Troubled, delayed Cigar Lake uranium mine finally has its official launch

By Ian Bickis, The Canadian Press

After years of floods, fires, engineering challenges and spiraling costs, the Cigar Lake uranium mine in northern Saskatchewan is finally getting its official launch.

The mine and the McClean Lake processing mill have been operating since last year but the official launch was held off until Wednesday — in part because of wildfires that delayed the original ceremony scheduled for July.

"This achievement took 10 years, great perseverance and technical creativity, and I commend the many people who contributed," said Tim Gitzel, president and CEO of Cameco — which is half owner of the mine.

The mine is expected to run for 15 years. It currently employs 700 people, with more than half from northern Saskatchewan.

A senior executive of France's Areva, which owns 37.1 per cent of the mine and 70 per cent of the mill, said the safe startup and continued production from the operation were cause for celebration.

Because the uranium mine sits in unstable, water-logged sandstone, Cameco (TSX:CCO.TO - News) has resorted to completely freezing the thousands of tonnes of uranium-rich rock through a vast network of pipes filled with brine chilled to minus-40 degrees.

Cameco has also developed and customized machines that shoot water at supersonic speeds to cut away the rock. Chunks of rock and water are then piped to tanks — where the water is recycled back into the system and the rock is crushed into a sand that's then piped to the surface and trucked to the McClean Lake mill.

Construction began in 2005, but the mine was flooded twice in 2006 and again in 2008 as water seeped or gushed in from unfrozen parts of the ground.

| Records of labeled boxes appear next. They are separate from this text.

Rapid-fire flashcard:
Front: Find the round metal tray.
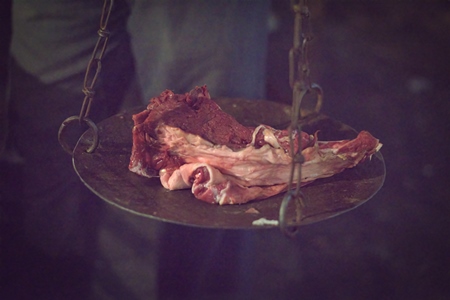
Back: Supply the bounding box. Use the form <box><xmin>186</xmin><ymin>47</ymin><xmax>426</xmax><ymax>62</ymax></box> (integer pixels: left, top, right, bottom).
<box><xmin>73</xmin><ymin>98</ymin><xmax>386</xmax><ymax>229</ymax></box>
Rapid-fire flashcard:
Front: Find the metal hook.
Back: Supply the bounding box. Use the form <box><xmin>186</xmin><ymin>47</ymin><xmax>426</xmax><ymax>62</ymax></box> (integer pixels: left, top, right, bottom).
<box><xmin>58</xmin><ymin>116</ymin><xmax>99</xmax><ymax>155</ymax></box>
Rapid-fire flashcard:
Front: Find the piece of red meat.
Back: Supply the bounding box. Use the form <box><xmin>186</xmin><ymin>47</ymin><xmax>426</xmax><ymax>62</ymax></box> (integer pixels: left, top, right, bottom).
<box><xmin>129</xmin><ymin>86</ymin><xmax>381</xmax><ymax>205</ymax></box>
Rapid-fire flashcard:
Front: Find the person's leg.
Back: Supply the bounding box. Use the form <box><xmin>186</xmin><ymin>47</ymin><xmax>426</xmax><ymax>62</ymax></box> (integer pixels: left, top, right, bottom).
<box><xmin>128</xmin><ymin>0</ymin><xmax>270</xmax><ymax>299</ymax></box>
<box><xmin>9</xmin><ymin>0</ymin><xmax>141</xmax><ymax>299</ymax></box>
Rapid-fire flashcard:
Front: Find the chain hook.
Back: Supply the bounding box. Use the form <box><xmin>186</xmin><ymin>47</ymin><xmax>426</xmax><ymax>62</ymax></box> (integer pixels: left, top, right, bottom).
<box><xmin>58</xmin><ymin>0</ymin><xmax>114</xmax><ymax>155</ymax></box>
<box><xmin>279</xmin><ymin>0</ymin><xmax>323</xmax><ymax>237</ymax></box>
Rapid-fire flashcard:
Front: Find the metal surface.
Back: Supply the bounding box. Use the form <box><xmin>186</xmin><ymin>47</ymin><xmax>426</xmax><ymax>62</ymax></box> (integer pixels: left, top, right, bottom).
<box><xmin>58</xmin><ymin>0</ymin><xmax>114</xmax><ymax>155</ymax></box>
<box><xmin>73</xmin><ymin>99</ymin><xmax>385</xmax><ymax>229</ymax></box>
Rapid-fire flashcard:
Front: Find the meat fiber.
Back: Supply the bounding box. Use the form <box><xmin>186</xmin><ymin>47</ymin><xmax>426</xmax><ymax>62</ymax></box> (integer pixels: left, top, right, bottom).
<box><xmin>129</xmin><ymin>86</ymin><xmax>381</xmax><ymax>205</ymax></box>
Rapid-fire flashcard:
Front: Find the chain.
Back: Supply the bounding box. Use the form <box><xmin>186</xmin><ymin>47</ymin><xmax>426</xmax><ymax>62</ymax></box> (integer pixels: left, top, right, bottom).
<box><xmin>58</xmin><ymin>0</ymin><xmax>114</xmax><ymax>154</ymax></box>
<box><xmin>279</xmin><ymin>0</ymin><xmax>323</xmax><ymax>236</ymax></box>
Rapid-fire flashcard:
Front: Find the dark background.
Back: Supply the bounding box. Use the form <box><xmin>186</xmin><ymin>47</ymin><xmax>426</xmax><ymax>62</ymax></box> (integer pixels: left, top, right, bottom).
<box><xmin>268</xmin><ymin>1</ymin><xmax>450</xmax><ymax>299</ymax></box>
<box><xmin>0</xmin><ymin>0</ymin><xmax>450</xmax><ymax>299</ymax></box>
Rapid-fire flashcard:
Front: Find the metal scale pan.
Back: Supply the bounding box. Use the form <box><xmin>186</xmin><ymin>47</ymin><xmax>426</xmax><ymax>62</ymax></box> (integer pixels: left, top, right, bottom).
<box><xmin>73</xmin><ymin>98</ymin><xmax>386</xmax><ymax>229</ymax></box>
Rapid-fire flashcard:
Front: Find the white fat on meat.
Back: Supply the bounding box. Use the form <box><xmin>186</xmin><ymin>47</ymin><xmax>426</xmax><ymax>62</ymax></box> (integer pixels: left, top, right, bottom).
<box><xmin>158</xmin><ymin>125</ymin><xmax>380</xmax><ymax>205</ymax></box>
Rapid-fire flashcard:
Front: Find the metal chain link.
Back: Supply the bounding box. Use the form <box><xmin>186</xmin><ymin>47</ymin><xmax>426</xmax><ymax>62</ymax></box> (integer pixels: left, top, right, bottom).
<box><xmin>58</xmin><ymin>0</ymin><xmax>114</xmax><ymax>155</ymax></box>
<box><xmin>279</xmin><ymin>0</ymin><xmax>323</xmax><ymax>236</ymax></box>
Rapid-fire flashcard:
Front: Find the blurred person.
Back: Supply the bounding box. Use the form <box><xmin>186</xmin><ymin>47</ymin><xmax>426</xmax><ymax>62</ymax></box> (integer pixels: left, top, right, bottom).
<box><xmin>1</xmin><ymin>0</ymin><xmax>269</xmax><ymax>299</ymax></box>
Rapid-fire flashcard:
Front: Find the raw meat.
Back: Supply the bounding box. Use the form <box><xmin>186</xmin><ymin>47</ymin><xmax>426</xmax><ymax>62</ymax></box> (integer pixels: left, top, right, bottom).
<box><xmin>129</xmin><ymin>86</ymin><xmax>381</xmax><ymax>205</ymax></box>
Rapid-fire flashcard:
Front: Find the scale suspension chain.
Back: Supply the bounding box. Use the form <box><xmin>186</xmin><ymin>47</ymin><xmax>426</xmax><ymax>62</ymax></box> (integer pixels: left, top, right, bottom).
<box><xmin>279</xmin><ymin>0</ymin><xmax>323</xmax><ymax>237</ymax></box>
<box><xmin>58</xmin><ymin>0</ymin><xmax>114</xmax><ymax>155</ymax></box>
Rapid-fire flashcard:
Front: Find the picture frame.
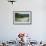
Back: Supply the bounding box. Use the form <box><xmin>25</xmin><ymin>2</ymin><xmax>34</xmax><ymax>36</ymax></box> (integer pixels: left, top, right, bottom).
<box><xmin>13</xmin><ymin>11</ymin><xmax>32</xmax><ymax>25</ymax></box>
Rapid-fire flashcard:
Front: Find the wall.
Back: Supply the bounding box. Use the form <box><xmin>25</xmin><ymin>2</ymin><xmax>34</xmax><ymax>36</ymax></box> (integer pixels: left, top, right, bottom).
<box><xmin>0</xmin><ymin>0</ymin><xmax>46</xmax><ymax>41</ymax></box>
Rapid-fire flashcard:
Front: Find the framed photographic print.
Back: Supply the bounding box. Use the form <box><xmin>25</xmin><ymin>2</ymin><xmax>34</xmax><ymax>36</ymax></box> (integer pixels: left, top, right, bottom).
<box><xmin>13</xmin><ymin>11</ymin><xmax>32</xmax><ymax>24</ymax></box>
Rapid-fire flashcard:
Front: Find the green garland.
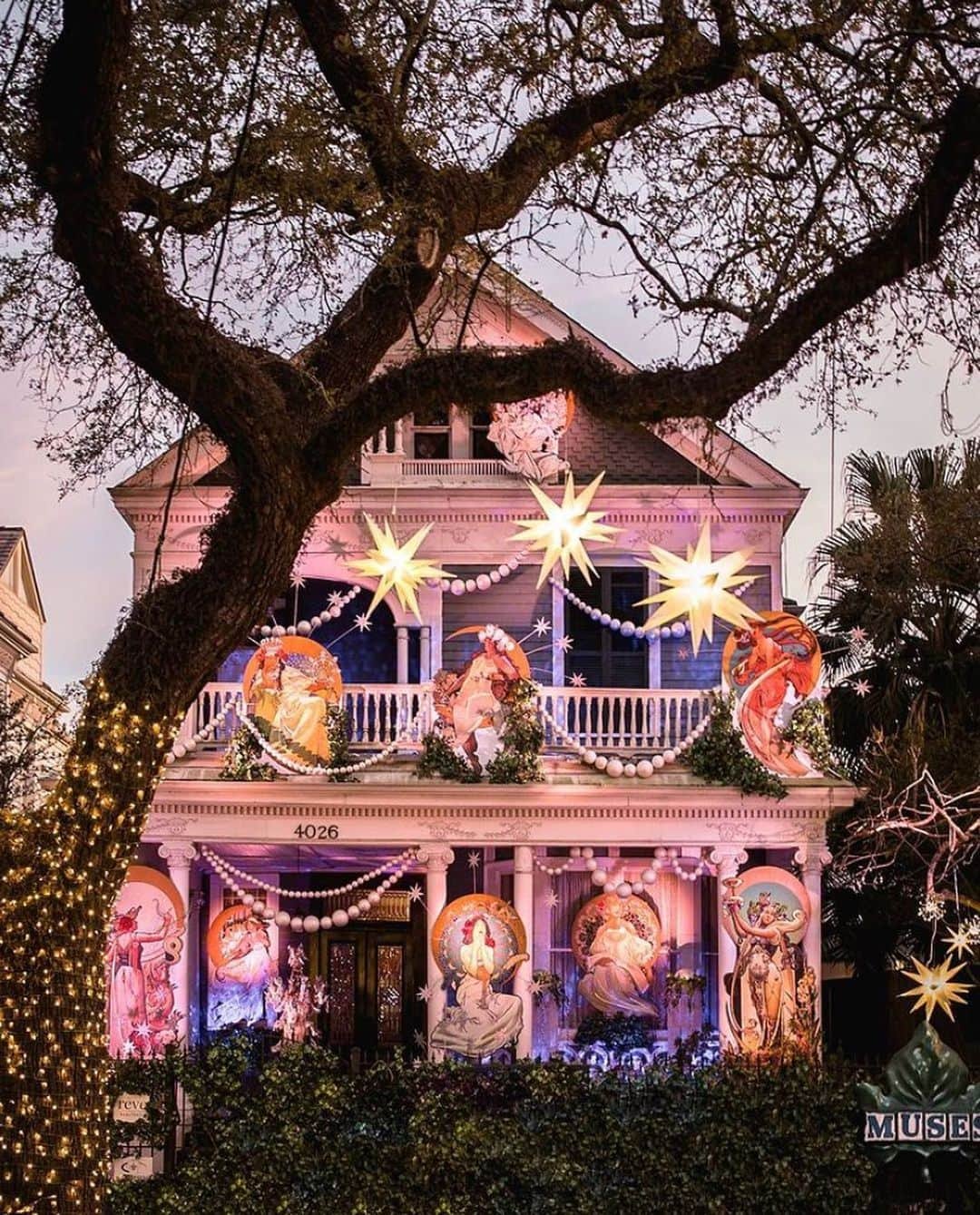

More delays came in 2013 when key holding tanks were found to be leaking water and required entirely new steel liners, and then in 2014 the company again had to halt operations as it found the ground wasn't freezing fast enough.

Production did get going last year, and the company declared commercial production earlier this year. The company was all set for a grand opening in July but that was postponed because of wildfires across northern parts of the province.